Milhares de anos antes do desembarque dos primeiros candangos, que começaram a chegar em 1957 vindos de todas as partes do país, seres habitavam o Cerrado hoje ocupado pelo Distrito Federal e por Goiás. Eram povos nômades, que buscavam abrigo em grutas nos meses mais frios. No verão, saíam para caçar. Esse modo de vida está descrito em cavernas e paredões de pedra da região. Nas paredes dessas casas rudimentares, os legítimos pioneiros ilustravam o cotidiano em pinturas de animais e descrições de caçadas.
Os vestígios dos ancestrais candangos estão espalhados por fazendas do Entorno do Distrito Federal — região que envolve cidades mineiras e goianas vizinhas à capital — e até em áreas superpovoadas de Brasília. Nos pastos e nas plantações de fazendas e no que resta de Cerrado em área urbana, estão milhares de machadinhas, pontas de lanças e outros artefatos. Há ferramentas fabricadas entre 4 mil e 12 mil anos atrás, hoje ignoradas e pisadas por humanos, cavalos, bois e outros animais. Arqueólogos resgataram algumas dessas peças, devidamente acondicionadas para pesquisa e até expostas em museus.

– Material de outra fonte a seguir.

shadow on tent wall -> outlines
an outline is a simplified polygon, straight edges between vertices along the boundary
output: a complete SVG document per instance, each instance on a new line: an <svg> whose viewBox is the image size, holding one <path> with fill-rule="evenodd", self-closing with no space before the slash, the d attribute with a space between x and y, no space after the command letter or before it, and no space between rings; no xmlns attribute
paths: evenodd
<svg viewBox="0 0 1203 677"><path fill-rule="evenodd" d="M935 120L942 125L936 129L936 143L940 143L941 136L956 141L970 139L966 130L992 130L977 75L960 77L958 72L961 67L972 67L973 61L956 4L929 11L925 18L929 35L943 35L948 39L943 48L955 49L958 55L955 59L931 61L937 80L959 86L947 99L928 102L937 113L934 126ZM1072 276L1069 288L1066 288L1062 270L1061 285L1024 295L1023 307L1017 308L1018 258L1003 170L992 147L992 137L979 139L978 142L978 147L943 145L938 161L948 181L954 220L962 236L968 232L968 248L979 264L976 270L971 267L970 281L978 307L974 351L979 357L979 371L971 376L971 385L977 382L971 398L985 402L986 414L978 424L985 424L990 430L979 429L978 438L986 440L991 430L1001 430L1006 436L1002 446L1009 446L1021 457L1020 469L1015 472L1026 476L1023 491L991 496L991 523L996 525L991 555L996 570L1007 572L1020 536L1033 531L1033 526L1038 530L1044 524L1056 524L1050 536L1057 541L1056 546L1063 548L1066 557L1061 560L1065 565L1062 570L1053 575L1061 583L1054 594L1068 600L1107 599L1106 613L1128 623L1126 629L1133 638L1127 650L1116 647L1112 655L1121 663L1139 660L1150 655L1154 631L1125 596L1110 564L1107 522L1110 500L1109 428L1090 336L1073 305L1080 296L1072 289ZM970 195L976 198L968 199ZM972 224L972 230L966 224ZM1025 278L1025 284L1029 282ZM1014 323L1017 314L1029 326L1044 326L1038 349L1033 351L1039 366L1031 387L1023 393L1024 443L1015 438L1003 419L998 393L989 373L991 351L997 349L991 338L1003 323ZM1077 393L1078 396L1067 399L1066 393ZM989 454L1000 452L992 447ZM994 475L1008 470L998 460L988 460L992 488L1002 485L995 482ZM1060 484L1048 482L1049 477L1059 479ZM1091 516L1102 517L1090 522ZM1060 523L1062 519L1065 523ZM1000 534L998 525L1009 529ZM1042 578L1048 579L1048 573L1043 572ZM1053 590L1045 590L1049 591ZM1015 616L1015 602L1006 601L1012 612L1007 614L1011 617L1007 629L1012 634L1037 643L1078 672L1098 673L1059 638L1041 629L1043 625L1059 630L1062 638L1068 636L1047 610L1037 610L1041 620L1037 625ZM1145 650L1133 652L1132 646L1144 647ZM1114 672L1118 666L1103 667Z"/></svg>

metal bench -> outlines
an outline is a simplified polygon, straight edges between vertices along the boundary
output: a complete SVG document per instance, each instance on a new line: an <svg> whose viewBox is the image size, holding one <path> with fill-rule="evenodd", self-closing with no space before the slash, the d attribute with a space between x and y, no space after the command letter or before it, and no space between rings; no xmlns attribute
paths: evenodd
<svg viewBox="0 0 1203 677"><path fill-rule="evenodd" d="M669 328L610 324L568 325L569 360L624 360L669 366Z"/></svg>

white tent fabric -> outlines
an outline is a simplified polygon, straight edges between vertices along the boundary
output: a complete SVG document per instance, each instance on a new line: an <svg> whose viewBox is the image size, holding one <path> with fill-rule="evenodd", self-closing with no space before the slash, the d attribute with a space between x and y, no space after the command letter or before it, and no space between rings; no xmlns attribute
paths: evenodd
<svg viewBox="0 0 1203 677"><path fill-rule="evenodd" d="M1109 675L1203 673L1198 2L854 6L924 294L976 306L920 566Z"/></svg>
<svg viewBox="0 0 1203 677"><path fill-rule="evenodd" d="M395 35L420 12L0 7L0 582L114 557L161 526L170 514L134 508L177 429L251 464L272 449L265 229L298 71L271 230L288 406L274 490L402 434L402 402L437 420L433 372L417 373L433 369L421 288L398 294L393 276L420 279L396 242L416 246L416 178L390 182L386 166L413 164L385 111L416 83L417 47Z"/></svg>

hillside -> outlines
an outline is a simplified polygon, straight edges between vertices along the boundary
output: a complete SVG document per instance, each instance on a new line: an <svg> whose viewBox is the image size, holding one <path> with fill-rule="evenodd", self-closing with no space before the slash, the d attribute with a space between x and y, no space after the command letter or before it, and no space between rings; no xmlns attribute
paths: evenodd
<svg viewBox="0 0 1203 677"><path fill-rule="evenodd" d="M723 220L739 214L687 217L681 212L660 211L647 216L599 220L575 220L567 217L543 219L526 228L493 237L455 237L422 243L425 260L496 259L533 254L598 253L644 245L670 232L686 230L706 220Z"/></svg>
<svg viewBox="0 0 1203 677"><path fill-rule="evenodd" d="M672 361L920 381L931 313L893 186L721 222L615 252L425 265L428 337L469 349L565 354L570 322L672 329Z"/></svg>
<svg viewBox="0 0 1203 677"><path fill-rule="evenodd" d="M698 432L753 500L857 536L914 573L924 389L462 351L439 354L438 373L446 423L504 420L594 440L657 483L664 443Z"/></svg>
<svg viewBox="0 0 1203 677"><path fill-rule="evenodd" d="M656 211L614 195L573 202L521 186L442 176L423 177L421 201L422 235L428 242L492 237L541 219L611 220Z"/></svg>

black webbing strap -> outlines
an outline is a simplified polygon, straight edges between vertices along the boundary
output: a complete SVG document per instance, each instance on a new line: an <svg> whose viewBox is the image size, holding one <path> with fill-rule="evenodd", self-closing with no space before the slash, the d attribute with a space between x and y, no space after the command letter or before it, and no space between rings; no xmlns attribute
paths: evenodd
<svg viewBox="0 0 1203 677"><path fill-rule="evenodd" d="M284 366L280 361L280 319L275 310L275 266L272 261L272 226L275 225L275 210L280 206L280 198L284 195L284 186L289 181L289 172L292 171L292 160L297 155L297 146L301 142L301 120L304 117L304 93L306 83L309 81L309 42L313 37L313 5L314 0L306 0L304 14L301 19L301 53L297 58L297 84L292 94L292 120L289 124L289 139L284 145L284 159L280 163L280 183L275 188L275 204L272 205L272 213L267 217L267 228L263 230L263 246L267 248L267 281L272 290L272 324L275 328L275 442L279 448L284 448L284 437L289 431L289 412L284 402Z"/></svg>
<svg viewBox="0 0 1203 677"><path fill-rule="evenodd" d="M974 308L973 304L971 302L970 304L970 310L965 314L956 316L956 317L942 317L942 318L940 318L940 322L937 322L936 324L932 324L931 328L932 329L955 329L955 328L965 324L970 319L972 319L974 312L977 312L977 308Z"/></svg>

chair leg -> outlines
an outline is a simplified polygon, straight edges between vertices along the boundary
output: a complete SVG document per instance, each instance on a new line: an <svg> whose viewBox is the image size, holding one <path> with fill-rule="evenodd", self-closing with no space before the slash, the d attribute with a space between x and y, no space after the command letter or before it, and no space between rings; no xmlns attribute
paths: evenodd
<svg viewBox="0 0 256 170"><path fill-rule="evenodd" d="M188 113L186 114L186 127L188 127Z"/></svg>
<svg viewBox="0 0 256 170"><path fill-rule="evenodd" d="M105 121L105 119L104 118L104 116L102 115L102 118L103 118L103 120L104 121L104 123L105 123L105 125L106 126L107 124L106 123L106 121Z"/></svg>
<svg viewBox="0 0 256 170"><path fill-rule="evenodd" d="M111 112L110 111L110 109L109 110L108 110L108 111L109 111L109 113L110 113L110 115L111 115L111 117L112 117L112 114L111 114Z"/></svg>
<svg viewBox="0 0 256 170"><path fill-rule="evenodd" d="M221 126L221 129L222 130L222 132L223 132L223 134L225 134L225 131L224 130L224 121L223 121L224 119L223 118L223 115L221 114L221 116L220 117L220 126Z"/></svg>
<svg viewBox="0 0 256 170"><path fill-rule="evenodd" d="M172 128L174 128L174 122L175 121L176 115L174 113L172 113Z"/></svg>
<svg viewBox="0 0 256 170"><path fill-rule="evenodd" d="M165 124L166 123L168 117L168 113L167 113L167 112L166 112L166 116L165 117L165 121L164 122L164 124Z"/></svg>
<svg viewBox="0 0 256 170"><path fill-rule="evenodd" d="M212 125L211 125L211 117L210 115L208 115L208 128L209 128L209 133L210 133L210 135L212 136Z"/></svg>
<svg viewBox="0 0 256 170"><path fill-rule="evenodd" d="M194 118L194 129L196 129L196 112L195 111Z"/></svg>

Alguns dos maiores tesouros pré-históricos da região estão na goiana Formosa, a 80 quilômetros de Brasília. São pinturas rupestres que enfeitam sete das 29 grutas catalogadas no município. Os homens das cavernas também deixaram gravuras em dezenas de cavernas, paredões e pedras encravadas no meio do cerrado do município de 88 mil habitantes.
As grutas de Formosa estão numa faixa de morros rochosos entre a Serra Geral do Paranã e o Espigão Mestre da Serra Geral, no vão do Paranã, em Goiás, famoso mundialmente como um dos melhores pontos para voos de asa-delta e parapente. Os blocos se estendem por 8,5 quilômetros e é o divisor de águas entre os rios Paranã e Bandeirinha.
A aparente descontinuidade da formação, com quatro picos mais elevados — que na verdade são apenas a ponta de uma montanha rochosa soterrada ao longo de milhares de anos —, levou os moradores da região a batizar o bloco maior de Lapa da Pedra. É nessa área, com 1,8 quilômetro de extensão, que se concentra o maior número de grutas e pinturas rupestres.
Pesquisadores acreditam que os homens das cavernas tenham usado um tipo de pincel feito especialmente para suas obras de arte nesse cenário, além dos próprios dedos. As pinturas estão nítidas, levando-se em conta o desgaste sofrido em tanto tempo de exposição. Algumas foram feitas a até 7,5 metros do solo. A maioria tem um só tom: vermelho, laranja, vinho e preto. Poucas têm associação de duas cores.
As representações são variadas. Muitas se referem a animais, como tatus e veados. Também há marcas de pés, com quatro, cinco e seis dedos e desenhos primários de pessoas. Mas há muitas gravuras ainda não decifradas pelos cientistas. Elas têm formatos geométricos e tradições astronômicas. Os pesquisadores supõem ser retratos do céu, das diversas constelações.